In der Pause vor den letzten beiden Stunden für heute sitzen Nora und ich im Raum und teilen uns eine Tafel Schokolade. Das ist schon ein kleines Ritual zwischen uns geworden. Da sich meine Klasse vor jeder Stunde so hinsetzt, wie sie will und es somit keinen festen Sitzplan gibt, sitzen wir heute ganz hinten in der Ecke am Fenster. Ganz hinten steche ich den anderen nicht so ins Auge und kann entspannt raus gucken.
"Ach Erin, was ich dir noch erzählen wollte", beginnt Nora zwischen zwei Stücken Schokolade, "ich habe letzte Woche zum ersten Mal mit diesem Typen telefoniert, weißt du, welchen ich meine?"
"Der aus dem Internet?" Sie nickt aufgeregt. Vor ein paar Wochen hat Nora in einem Chat einen Jungen kennengelernt, etwa gleichaltrig, aber etwas weiter entfernt. So wie sie immer von ihm erzählt, scheint sie ihn echt zu mögen, und ich gönne es ihr. Solange er kein pädophiler alter Mann ist, der eine falsche Identität vorgibt, freue ich mich für sie.
"Und wie ist er so?", frage ich lächelnd. Ihre Wangen sind ganz rot und sie strahlt vom einen zum anderen Ohr.
"Ach Erin, er ist so toll! Genauso nett wie beim Schreiben! Wenn es weiter so gut läuft, wollen wir uns vielleicht mal treffen. Vielleicht kannst du ja dann mitkommen. Er hat da so einen Freund, der könnte dir gefallen und der sieht auch echt gut aus!"
Woher will Nora denn wissen, welche Art Jungs mir gefällt? Über unseren Männergeschmack haben wir selten geredet.
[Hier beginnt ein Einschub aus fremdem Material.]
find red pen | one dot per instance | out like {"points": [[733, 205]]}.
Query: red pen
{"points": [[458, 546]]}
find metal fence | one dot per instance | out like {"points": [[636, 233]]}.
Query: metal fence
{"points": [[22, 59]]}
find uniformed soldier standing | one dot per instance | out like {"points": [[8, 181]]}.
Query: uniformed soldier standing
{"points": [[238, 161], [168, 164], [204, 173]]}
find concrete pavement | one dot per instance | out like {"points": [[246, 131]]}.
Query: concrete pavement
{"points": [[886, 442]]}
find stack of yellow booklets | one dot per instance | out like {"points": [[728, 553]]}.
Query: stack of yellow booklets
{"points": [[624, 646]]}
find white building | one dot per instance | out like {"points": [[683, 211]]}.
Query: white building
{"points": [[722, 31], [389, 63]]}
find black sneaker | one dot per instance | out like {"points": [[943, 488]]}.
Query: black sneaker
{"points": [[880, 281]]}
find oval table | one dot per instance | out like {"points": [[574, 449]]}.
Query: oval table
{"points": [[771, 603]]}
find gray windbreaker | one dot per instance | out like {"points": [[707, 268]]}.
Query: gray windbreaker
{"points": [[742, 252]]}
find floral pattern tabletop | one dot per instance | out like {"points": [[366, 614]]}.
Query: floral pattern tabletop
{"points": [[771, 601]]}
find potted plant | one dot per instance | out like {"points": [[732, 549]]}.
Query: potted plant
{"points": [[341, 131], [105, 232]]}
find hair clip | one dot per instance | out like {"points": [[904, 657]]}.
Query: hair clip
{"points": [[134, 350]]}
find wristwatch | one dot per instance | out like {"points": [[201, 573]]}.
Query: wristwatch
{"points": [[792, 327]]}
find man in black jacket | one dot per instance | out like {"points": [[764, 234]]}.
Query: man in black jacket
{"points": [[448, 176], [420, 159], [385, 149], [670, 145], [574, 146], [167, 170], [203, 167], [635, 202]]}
Alle Freunde, die ich bisher hatte, kann ich an einer Hand abzählen. Außerdem ist es mindestens zwei Jahre her, seit ich meine letzte Beziehung hatte. Seither bin ich nicht sonderlich beliebt beim anderen Geschlecht.
"Ich weiß nicht..."
Mr. Jones betritt den Raum. Als er mich sieht, verziehen sich seine Lippen kaum merklich zu einem Lächeln. Doch als Nora sich zu ihm umdreht, ist in seinem Gesicht keine Emotion mehr zu sehen. Er geht zum Lehrertisch und packt seine Ordner aus.
"Scheiße, ich muss ihm ja noch meinen Krankenschein von letzter Woche geben." Seufzend stehe ich auf und gehe langsam nach vorne.
"Mr. Jones, ich... ähm... hier ist noch mein Krankenschein." Er schaut auf. Oh Gott, seine Augen.
Mit zitternder Hand halte ich ihm den Zettel hin. Er nimmt ihn entgegen.
"Geht es Ihnen wieder besser, Erin?", fragt er.
"Ja." Ich versuche, möglichst überzeugend zu klingen, aber er scheint mir nicht zu glauben. Bestimmt hat er noch das Bild im Kopf, wie ich am Freitag vor ihm stand wie ein Häufchen Elend.
"Wenn es im Laufe des Unterrichts doch nicht mehr geht, packen Sie einfach Ihre Sachen zusammen und gehen. Ich toleriere das. Und vor den Anderen werde ich nichts dazu sagen." Er lächelt mich an und mir wird warm.
Es klingelt zum Unterricht. Noch bevor alle anderen in den Raum stürmen, hocke ich schon wieder auf meinem Platz in der Ecke und versinke in mir selbst.